Fiction Illustration by Joe Simon
The first example of fiction illustrated that I provided was done in a style that is unusual for Simon. The second example that I show above, as well as another work in Joe’s collection, are immediately recognizable as Simon pieces. Despite the difference in media, the characters look very much like those in Joe Simon’s early comic book work. Not only that but in these two pieces Joe also used his own features for one of the men in the scene. Perhaps it is just a coincidence, but in each case it was as the man whose quick draw gains control of the situation. In an earlier post I had suggested that Bill Everett was the source for a technique that Joe adopted of combining eyebrows and eyelids as one angular feature. This illustration work shows that I was wrong, Joe was already using pretty much the same technique before starting his comic book career. Regrettably there is no caption on the above illustration. Still I think we can be pretty certain that our quick drawing cowboy is the hero of the piece. Despite some pretty badly drawn hands, it is a exciting piece of art. Perhaps not as polished as other illustrators might do, but just the sort of thing that work well when Joe began doing comic books. The published piece would have looked a bit different. Simon marked with penciled ‘X’s the background, the counter top and parts of the center man’s jacket. This is a indication to the printer to fill theses areas with black.

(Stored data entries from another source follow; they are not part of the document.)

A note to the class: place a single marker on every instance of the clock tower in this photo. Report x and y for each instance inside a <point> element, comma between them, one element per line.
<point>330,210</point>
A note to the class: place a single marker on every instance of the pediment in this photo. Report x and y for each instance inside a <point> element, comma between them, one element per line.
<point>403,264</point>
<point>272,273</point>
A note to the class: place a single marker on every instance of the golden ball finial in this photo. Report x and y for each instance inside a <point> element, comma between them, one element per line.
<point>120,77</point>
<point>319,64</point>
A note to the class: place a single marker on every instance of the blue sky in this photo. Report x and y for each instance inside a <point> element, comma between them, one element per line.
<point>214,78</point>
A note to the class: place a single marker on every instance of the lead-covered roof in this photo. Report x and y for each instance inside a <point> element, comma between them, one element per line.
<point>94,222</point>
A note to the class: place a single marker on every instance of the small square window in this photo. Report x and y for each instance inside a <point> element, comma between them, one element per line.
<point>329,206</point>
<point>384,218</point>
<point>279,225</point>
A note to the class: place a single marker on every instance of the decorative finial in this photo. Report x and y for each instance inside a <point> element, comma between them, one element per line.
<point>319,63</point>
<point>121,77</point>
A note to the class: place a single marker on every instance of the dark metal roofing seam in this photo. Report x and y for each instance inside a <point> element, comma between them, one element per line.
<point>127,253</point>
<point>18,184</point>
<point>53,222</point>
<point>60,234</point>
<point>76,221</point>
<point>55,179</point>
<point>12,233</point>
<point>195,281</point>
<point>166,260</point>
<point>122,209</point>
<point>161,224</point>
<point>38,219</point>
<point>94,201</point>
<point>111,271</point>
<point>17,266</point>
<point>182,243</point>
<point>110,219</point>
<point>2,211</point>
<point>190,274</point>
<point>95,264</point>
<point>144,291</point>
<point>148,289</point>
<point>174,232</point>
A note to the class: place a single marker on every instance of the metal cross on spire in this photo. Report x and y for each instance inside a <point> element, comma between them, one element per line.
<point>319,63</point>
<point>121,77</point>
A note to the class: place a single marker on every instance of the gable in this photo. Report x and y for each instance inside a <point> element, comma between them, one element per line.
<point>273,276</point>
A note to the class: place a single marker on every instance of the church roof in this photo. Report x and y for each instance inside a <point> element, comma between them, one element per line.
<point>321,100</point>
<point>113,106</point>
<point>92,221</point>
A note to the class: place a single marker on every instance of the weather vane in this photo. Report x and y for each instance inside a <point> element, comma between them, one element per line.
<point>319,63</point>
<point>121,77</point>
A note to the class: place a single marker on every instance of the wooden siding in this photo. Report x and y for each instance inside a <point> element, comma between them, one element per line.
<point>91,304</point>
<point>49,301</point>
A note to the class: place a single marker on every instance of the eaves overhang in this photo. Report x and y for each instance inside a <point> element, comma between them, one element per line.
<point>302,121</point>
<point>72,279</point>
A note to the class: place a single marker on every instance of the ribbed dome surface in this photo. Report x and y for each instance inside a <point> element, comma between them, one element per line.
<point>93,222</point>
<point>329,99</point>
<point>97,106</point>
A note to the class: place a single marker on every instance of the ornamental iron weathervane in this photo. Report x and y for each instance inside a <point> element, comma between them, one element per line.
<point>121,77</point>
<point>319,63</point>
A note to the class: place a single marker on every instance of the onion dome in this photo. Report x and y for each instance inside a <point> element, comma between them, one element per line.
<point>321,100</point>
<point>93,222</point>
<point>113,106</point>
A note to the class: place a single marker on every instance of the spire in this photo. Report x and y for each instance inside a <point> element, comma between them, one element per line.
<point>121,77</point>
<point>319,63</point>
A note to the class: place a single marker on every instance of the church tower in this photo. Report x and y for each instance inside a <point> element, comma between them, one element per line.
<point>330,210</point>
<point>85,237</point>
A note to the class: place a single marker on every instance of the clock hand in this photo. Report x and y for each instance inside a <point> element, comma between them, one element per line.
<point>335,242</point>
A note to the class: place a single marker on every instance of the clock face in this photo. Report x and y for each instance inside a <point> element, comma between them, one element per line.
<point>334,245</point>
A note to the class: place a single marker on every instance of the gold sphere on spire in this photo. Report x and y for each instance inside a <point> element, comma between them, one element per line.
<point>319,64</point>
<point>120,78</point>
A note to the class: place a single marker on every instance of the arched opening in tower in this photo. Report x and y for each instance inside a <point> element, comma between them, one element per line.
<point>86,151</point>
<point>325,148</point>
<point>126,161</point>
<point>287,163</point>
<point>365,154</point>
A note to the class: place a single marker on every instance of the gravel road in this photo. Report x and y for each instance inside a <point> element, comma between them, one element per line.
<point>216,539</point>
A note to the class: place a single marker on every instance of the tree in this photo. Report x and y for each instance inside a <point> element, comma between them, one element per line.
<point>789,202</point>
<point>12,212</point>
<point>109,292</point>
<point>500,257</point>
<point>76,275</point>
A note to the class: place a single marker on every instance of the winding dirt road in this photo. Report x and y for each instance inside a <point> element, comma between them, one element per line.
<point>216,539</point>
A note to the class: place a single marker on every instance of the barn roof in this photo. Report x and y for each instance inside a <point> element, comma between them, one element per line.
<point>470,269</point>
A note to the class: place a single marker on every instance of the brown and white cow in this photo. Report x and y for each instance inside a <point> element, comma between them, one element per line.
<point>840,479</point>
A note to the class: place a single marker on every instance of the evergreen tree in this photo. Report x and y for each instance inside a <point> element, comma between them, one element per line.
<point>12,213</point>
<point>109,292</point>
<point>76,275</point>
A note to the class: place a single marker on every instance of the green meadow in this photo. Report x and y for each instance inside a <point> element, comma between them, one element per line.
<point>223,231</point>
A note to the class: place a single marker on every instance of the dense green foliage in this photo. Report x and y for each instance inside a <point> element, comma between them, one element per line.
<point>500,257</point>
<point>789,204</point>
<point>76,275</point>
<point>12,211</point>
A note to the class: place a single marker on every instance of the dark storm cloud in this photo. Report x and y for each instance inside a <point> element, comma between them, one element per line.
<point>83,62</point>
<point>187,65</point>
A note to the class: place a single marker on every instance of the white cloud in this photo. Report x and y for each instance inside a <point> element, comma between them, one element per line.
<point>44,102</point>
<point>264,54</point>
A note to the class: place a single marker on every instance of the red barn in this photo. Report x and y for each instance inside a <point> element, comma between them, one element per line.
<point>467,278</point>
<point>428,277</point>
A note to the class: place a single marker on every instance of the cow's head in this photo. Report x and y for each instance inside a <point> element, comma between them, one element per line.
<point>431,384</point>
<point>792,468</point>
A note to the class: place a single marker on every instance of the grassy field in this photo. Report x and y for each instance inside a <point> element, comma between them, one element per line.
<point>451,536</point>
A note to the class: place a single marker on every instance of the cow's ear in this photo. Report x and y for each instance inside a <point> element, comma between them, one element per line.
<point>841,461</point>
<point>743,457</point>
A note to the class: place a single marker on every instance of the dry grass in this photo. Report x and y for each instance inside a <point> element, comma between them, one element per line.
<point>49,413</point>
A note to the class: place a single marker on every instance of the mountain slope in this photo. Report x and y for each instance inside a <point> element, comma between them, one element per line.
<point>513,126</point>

Joe thought he did these fiction illustrations in the mid ’30’s, at which time he would have been in his early 20’s. That is a little surprising since Joe’s character in the paintings looks older. This might suggest that this work was actually done in the late ’30’s. Or it just might be that Joe purposely or unconsciously added a little weight to the face giving it an older look.
All indications are that Joe was doing quite well in his career as a newspaper artist. However there was a change going on with local papers were being bought up and consolidated. That included the one Joe worked for, and so he was out of a job. I suppose Simon could have moved and tried to get work in another community’s paper. However there was a shrinking supply of such possibilities and increasing number of competitors for the jobs. But I think more important was that Joe was ambitious. So he moved to New York and, as they say, the rest was history.